The character '#' begins a comment which lasts until the end of the line.

OPTIONS

Note that these options override any settings in the config file.

-h, --help

Display usage information.

-t time, --time=time

Display the cow for time seconds. This overrides any value set for reading_speed. Setting time to zero displays the cow until it is clicked. The corresponding config file option is display_time.
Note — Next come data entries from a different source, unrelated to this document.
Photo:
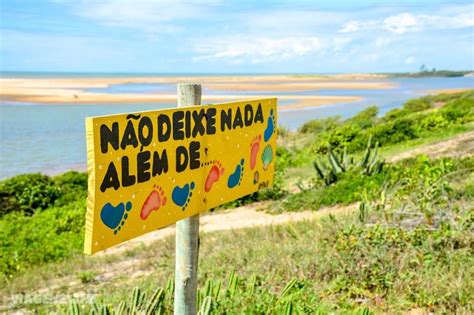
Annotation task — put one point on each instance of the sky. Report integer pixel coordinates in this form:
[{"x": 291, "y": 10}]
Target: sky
[{"x": 146, "y": 36}]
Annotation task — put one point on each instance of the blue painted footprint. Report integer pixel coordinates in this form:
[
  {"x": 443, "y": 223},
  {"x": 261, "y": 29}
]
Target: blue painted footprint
[
  {"x": 236, "y": 177},
  {"x": 182, "y": 195},
  {"x": 268, "y": 133},
  {"x": 114, "y": 216}
]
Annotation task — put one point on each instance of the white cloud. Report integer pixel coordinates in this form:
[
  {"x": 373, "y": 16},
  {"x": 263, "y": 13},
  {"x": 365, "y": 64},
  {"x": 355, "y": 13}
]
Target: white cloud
[
  {"x": 410, "y": 60},
  {"x": 257, "y": 49},
  {"x": 151, "y": 17},
  {"x": 409, "y": 22},
  {"x": 402, "y": 23}
]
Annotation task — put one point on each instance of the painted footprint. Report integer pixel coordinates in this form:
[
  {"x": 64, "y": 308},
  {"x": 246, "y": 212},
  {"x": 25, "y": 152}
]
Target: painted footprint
[
  {"x": 182, "y": 195},
  {"x": 268, "y": 133},
  {"x": 267, "y": 156},
  {"x": 153, "y": 202},
  {"x": 214, "y": 174},
  {"x": 254, "y": 147},
  {"x": 236, "y": 177},
  {"x": 256, "y": 177},
  {"x": 114, "y": 216}
]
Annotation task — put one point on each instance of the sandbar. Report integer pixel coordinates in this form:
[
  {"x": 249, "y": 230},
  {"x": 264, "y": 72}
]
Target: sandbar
[{"x": 69, "y": 90}]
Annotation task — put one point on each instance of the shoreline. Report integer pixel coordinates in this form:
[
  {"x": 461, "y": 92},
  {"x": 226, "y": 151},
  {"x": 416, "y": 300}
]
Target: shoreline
[{"x": 75, "y": 90}]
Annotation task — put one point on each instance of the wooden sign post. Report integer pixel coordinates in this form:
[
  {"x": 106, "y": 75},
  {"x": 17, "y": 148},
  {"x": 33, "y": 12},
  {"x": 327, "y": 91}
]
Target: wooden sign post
[
  {"x": 187, "y": 232},
  {"x": 148, "y": 170}
]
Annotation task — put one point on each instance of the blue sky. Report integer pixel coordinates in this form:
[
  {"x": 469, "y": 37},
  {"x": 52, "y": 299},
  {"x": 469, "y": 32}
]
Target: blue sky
[{"x": 235, "y": 36}]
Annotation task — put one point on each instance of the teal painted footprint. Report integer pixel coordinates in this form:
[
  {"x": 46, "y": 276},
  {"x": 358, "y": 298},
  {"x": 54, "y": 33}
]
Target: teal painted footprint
[
  {"x": 114, "y": 216},
  {"x": 182, "y": 195},
  {"x": 268, "y": 133},
  {"x": 267, "y": 156},
  {"x": 236, "y": 177}
]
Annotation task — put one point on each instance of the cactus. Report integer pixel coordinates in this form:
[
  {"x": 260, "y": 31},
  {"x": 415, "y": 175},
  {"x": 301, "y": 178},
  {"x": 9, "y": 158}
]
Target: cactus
[
  {"x": 136, "y": 300},
  {"x": 369, "y": 165},
  {"x": 155, "y": 301},
  {"x": 206, "y": 306}
]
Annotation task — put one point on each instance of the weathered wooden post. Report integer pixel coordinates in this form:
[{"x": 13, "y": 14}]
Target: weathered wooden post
[{"x": 187, "y": 233}]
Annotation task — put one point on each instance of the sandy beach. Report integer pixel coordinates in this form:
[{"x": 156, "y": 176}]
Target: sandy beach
[{"x": 77, "y": 90}]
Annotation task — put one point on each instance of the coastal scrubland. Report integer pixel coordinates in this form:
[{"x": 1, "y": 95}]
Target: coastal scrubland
[{"x": 404, "y": 244}]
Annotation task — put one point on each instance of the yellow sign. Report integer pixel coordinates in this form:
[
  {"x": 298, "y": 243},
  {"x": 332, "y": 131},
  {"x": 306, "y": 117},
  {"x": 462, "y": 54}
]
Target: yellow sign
[{"x": 150, "y": 169}]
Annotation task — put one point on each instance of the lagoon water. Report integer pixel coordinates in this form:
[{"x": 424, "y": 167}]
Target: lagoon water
[{"x": 51, "y": 138}]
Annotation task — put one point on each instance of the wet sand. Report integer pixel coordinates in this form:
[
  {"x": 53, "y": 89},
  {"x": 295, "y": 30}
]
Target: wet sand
[{"x": 74, "y": 90}]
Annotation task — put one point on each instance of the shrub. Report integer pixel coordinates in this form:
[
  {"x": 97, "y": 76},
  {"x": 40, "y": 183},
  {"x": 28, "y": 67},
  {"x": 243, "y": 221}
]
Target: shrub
[
  {"x": 432, "y": 122},
  {"x": 418, "y": 104},
  {"x": 460, "y": 109},
  {"x": 71, "y": 186},
  {"x": 365, "y": 118},
  {"x": 48, "y": 235},
  {"x": 338, "y": 139},
  {"x": 27, "y": 193},
  {"x": 320, "y": 125}
]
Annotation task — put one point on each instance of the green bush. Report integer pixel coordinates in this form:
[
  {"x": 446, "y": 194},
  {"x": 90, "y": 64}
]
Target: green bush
[
  {"x": 27, "y": 193},
  {"x": 432, "y": 122},
  {"x": 71, "y": 186},
  {"x": 418, "y": 104},
  {"x": 459, "y": 110},
  {"x": 47, "y": 235},
  {"x": 365, "y": 118},
  {"x": 320, "y": 125}
]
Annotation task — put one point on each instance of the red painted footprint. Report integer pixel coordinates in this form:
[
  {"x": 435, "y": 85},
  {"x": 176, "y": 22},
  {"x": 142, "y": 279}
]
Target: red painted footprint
[
  {"x": 254, "y": 147},
  {"x": 153, "y": 202},
  {"x": 214, "y": 174}
]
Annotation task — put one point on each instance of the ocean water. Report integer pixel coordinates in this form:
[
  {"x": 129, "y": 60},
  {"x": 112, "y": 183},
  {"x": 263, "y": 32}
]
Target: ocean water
[{"x": 51, "y": 138}]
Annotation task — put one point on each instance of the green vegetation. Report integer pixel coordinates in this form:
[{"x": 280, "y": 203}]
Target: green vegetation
[{"x": 407, "y": 244}]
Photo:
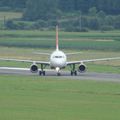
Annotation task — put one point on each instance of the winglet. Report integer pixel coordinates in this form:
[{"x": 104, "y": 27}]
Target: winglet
[{"x": 57, "y": 46}]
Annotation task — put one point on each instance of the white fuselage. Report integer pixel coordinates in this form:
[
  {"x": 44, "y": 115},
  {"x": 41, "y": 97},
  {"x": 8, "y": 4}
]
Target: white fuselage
[{"x": 58, "y": 59}]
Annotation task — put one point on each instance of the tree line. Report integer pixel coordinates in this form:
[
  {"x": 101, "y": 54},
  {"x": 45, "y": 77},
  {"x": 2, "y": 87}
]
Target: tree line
[
  {"x": 74, "y": 15},
  {"x": 108, "y": 6}
]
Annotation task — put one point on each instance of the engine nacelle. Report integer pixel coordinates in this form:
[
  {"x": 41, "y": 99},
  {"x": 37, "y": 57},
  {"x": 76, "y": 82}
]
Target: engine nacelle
[
  {"x": 82, "y": 68},
  {"x": 34, "y": 68}
]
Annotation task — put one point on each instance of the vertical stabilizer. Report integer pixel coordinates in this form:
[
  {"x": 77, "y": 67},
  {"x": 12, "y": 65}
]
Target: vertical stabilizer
[{"x": 57, "y": 46}]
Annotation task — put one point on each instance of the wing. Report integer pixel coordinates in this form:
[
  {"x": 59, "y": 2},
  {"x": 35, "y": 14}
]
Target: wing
[
  {"x": 75, "y": 53},
  {"x": 40, "y": 53},
  {"x": 27, "y": 61},
  {"x": 92, "y": 60}
]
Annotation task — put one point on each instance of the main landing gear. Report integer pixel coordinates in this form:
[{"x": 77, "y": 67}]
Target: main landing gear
[
  {"x": 73, "y": 71},
  {"x": 42, "y": 72}
]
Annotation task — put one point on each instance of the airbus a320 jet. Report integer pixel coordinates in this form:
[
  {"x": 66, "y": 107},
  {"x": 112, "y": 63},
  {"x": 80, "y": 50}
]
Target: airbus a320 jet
[{"x": 58, "y": 61}]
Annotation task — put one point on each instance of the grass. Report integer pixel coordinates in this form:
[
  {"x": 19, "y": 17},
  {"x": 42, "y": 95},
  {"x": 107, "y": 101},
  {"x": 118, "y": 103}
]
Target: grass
[
  {"x": 10, "y": 15},
  {"x": 53, "y": 98},
  {"x": 46, "y": 39},
  {"x": 23, "y": 53}
]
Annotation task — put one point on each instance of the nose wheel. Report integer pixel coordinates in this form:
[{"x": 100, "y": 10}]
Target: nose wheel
[
  {"x": 42, "y": 73},
  {"x": 74, "y": 73}
]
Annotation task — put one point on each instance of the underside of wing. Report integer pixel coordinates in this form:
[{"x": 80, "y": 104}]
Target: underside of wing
[
  {"x": 27, "y": 61},
  {"x": 92, "y": 60}
]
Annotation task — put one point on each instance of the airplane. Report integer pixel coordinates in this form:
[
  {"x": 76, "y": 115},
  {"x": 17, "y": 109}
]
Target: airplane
[{"x": 58, "y": 61}]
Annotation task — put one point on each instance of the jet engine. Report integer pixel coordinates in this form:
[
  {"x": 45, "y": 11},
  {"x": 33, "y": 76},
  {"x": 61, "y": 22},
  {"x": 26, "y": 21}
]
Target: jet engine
[
  {"x": 82, "y": 68},
  {"x": 34, "y": 68}
]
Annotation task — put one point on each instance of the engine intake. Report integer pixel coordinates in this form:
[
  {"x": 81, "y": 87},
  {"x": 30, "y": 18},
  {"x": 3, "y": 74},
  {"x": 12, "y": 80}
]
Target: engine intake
[
  {"x": 82, "y": 68},
  {"x": 34, "y": 68}
]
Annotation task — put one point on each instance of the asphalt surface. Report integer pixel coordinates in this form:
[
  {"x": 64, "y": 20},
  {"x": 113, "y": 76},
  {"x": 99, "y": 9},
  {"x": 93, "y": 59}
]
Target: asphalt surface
[{"x": 66, "y": 75}]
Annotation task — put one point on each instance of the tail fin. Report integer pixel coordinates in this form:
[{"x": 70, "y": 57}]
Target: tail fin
[{"x": 57, "y": 44}]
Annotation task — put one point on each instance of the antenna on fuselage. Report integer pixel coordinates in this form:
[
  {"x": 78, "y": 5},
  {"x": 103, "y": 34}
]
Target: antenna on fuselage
[{"x": 57, "y": 44}]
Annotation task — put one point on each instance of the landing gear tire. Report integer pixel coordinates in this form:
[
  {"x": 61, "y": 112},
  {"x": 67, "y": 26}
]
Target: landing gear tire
[
  {"x": 42, "y": 73},
  {"x": 58, "y": 74},
  {"x": 74, "y": 73}
]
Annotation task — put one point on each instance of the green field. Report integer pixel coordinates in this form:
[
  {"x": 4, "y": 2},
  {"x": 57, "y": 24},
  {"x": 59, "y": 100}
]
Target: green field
[
  {"x": 43, "y": 98},
  {"x": 46, "y": 39},
  {"x": 8, "y": 16},
  {"x": 22, "y": 45}
]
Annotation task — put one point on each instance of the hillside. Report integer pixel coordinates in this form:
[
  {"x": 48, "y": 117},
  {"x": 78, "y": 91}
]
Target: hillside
[{"x": 71, "y": 15}]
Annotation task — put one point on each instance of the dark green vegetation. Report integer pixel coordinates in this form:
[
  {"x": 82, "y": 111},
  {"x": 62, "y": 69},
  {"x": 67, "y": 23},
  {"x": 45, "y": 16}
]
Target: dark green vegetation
[
  {"x": 82, "y": 41},
  {"x": 71, "y": 15},
  {"x": 33, "y": 98}
]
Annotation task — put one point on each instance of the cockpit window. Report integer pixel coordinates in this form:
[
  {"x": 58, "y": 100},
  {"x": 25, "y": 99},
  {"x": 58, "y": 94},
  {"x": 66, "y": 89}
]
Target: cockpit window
[{"x": 58, "y": 56}]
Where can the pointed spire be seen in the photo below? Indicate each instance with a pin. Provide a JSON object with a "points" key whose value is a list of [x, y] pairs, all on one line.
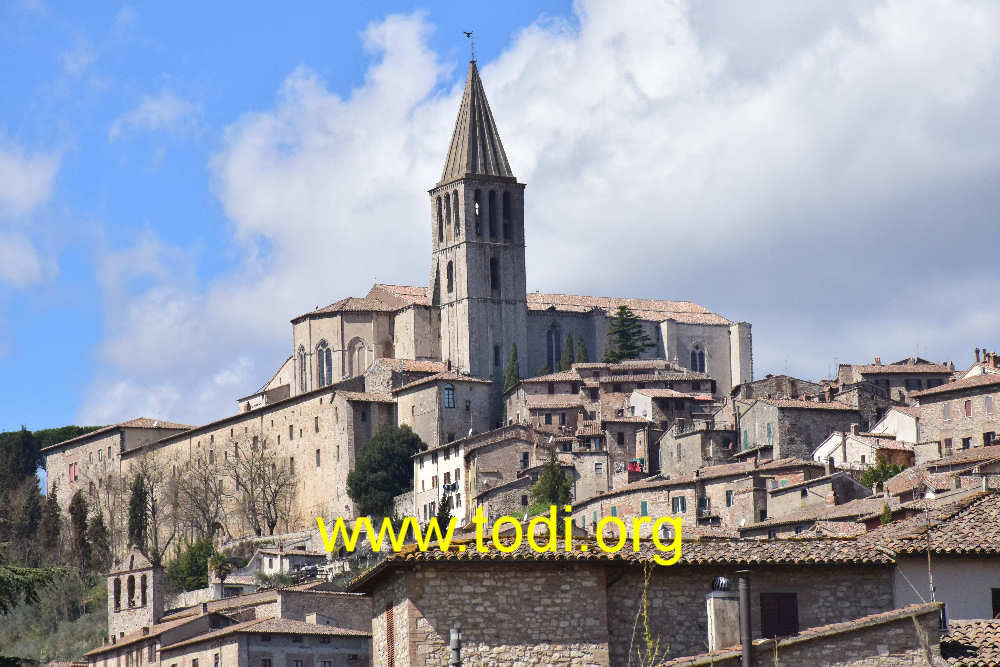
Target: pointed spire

-r speed, --reading-speed=speed

Number of milliseconds to display the cow for each word in the input text. This is clamped to a minimum of min_display_time and a maximum of max_display_time. The defaults are 1 second and 30 seconds respectively. The corresponding config file option is reading_speed.

-f font, --font=font

Font for the speech bubble text. Accepts Pango font strings. The corresponding config file option is font.

-d file, --dream=file

Display an image instead of text in the cow's bubble. The dream_time config file option sets the numer of milliseconds to display the image for. The default is 10 seconds.

--think

Display a thought bubble instead of a speech bubble.

--daemon

Run xcowsay in daemon mode if DBus support has been enabled. See the description for more information.

--cow-size=size

Size of the cow image. Current choices are small, med, or large. The corresponding config file option is cow_size.

--image=file

Use a different image instead of the cow. The corresponding config file option is alt_image.

--monitor=N

Make the cow appear on monitor N.

--at=X,Y

Force that cow to appear at screen location (X,Y). The config file options are at_x and at_y.

--bubble-at=X,Y

Change position of bubble relative to where it would normally appear. This is most useful when combined with the alt_image option to create your own characters. The config file options are bubble_x and bubble_y.

--no-wrap

Disable word wrapping when the bubble is too wide to fit on the screen. The config file option wrap can be set to true or false to set this explicitly.

-l, --left

Make the bubble appear on the left hand side of the cow. This is useful if you are using your own image.

--debug

Print messages about what xcowsay is doing. Useful for finding out why the daemon fails.

-v, --version

Print version information.

AUTHOR

Written by Nick Gasson.

REPORTING BUGS

Report all bugs to [email protected]

The xcowsay home page is <http://www.doof.me.uk/xcowsay>

RELATED TO xcowsay…

BUGS

The cow and speech bubble have jagged edges which would be improved by anti-aliasing. Unfortunately this isn't possible without a compositing window manager since X can only cut holes in windows using a binary mask, so I wouldn't expect this any time soon.